During the development of our Multi-Factor Analysis model, we have identified that the assumptions for traditional statistical tests are frequently violated, what is the reason why we do not build our model around conventional statistical tests. Another possibility is to use non-parametric statistics and a method like the Theil-Sen estimator, but the multivariate version is very complex, given it is dependence on the spatial median.

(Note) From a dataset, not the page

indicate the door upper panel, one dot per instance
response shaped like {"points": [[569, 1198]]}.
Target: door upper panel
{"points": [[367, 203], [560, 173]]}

The linear regressions are often characterized by the goodness of fit (R squared or adjusted R squared) or various information criteria. All these measures are commonly used in practice, and although they are not true statistical “tests“, they can be efficiently used to compare models. Our model is based on the Akaike’s Information Criterion (AIC), which has common use in model selection. The AIC estimates the “quality“ of each model, but can only be used compared to other models with the same independent variable. Additionally, the AIC takes into an account the number of parameters. The number of parameters (factors related to the given strategy) should not be too high, to obtain meaningful, yet as simple as possible model with straightforward interpretations.
We employ the AIC in a model selection using the Stepwise regression with forward selection.
Suppose we have the equity curve of some strategy (independent variable). In that case, the model is built on the assumption that at first, we do not have any variables in the model. Still, we have a set of pre-given variables that consists of various “factors“ such as other strategies or indices. We assume that we have n factors. In the first step, we build numerous models which use only one of the factors (one factor = one model). Therefore, we are left with as many models as we have possible factors (n models). Nextly, we compute the AIC for each model, and based on the AIC, we select the best model. As the next step, we try to add another factor from the reduced set of the factors that could improve our model. The algorithm builds n minus one models, computes the AIC of each model and picks the best model. The process where a new factor is added, based on the AIC, continues until the AIC does not improve anymore. If the AIC is not improving, it means that the model’s complexity would not outweigh the goodness of the fit of the model.
To sum it up, Quantpedia’s approach of Multi-Factor analysis is entirely automated, with an intuitive model selection which is not based on the assumptions that need to be checked and are most likely violated. Additionally, the model aims to be as simple as possible to ensure the interpretability of the results.